Tuesday, December 27, 2011

The Tree of Life (2011)



Terrence Malick's The Tree of Life is short of a masterpiece but certainly great.  A visually stunning and fluidly cinematic film where the images tell the story.  But the editing is sometimes intrusive with some redundant jump cuts at the start.  The mythic elements are largely superfluous and a touch heavy-handed, as is the reliance on the albeit achingly beautiful musical scoring.  I wonder if limiting the scenario to the essential elements of the story would not have produced an elegiac masterpiece.  Somehow, Sean Penn seems miscast - his angst has an arrogance that undermines the modest filaments of a more simple reality found in the childhood years.  The scenes of thrusting towers of glass and steel are breathtaking but rather weak metaphors.

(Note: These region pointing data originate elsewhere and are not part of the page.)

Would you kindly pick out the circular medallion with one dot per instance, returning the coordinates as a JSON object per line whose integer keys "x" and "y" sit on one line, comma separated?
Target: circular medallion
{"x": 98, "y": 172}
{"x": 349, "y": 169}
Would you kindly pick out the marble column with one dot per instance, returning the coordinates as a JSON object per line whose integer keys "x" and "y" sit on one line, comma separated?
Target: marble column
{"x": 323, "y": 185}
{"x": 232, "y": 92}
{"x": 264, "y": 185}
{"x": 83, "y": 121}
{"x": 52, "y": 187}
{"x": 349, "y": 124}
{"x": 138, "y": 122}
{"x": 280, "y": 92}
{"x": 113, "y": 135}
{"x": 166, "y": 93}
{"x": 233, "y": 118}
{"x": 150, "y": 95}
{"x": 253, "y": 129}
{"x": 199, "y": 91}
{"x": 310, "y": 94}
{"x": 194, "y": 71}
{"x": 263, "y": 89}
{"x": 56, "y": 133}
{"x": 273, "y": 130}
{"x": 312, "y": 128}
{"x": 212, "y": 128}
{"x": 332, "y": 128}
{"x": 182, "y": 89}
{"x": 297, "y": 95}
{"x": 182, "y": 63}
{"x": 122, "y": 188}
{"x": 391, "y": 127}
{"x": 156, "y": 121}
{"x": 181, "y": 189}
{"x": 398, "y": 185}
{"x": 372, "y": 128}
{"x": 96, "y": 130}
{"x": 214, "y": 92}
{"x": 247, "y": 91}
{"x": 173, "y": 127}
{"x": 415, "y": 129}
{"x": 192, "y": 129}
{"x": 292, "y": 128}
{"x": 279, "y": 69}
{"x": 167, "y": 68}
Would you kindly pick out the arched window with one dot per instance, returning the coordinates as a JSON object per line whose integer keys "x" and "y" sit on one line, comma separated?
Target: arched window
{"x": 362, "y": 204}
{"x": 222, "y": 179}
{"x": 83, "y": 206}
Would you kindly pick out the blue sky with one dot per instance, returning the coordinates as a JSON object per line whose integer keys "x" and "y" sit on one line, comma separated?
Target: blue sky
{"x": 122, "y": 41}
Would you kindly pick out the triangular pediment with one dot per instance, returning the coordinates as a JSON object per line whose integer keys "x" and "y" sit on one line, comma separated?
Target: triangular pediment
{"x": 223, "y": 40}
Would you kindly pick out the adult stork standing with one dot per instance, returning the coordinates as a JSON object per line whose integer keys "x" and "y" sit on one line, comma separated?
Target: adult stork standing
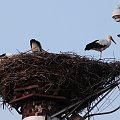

Yesterday before watching Malick's film I was re-reading Saul Bellow's masterful novel 'Herzog' and a particular passage struck me as very telling, and in retrospect particularly relevant to The Tree of Life.  Herzog is being visited by a fellow academic who is waxing lyrical before Herzog's attractive wife:  "Madeleine, "stuck away in the woods," was avid for scholarly conversation. Shapiro knew the literature of every field-he read all the publications; he had accounts with book dealers all over the world. When he found that Madeleine was not only a beauty but was preparing for her doctoral examination in Slavonic languages, he said, "How delightful!" And it was he himself who knew, betraying the knowledge by affectation, that for a Russian Jew from Chicago's West Side that "How delightful!" was inappropriate. A German Jew from Kenwood might have gotten away with it-old money, in the dry-goods business since 1880. But Shapiro's father had had no money, and peddled rotten apples from South Water Street in a wagon. There was more of the truth of life in those spotted, spoiled apples, and in old Shapiro, who smelled of the horse and of produce, than in all of these learned references."

Similarly, there is more truth in that Texas garden with the modest vegetable patch and scruffy lawn than in all those cosmic pyrotechnics.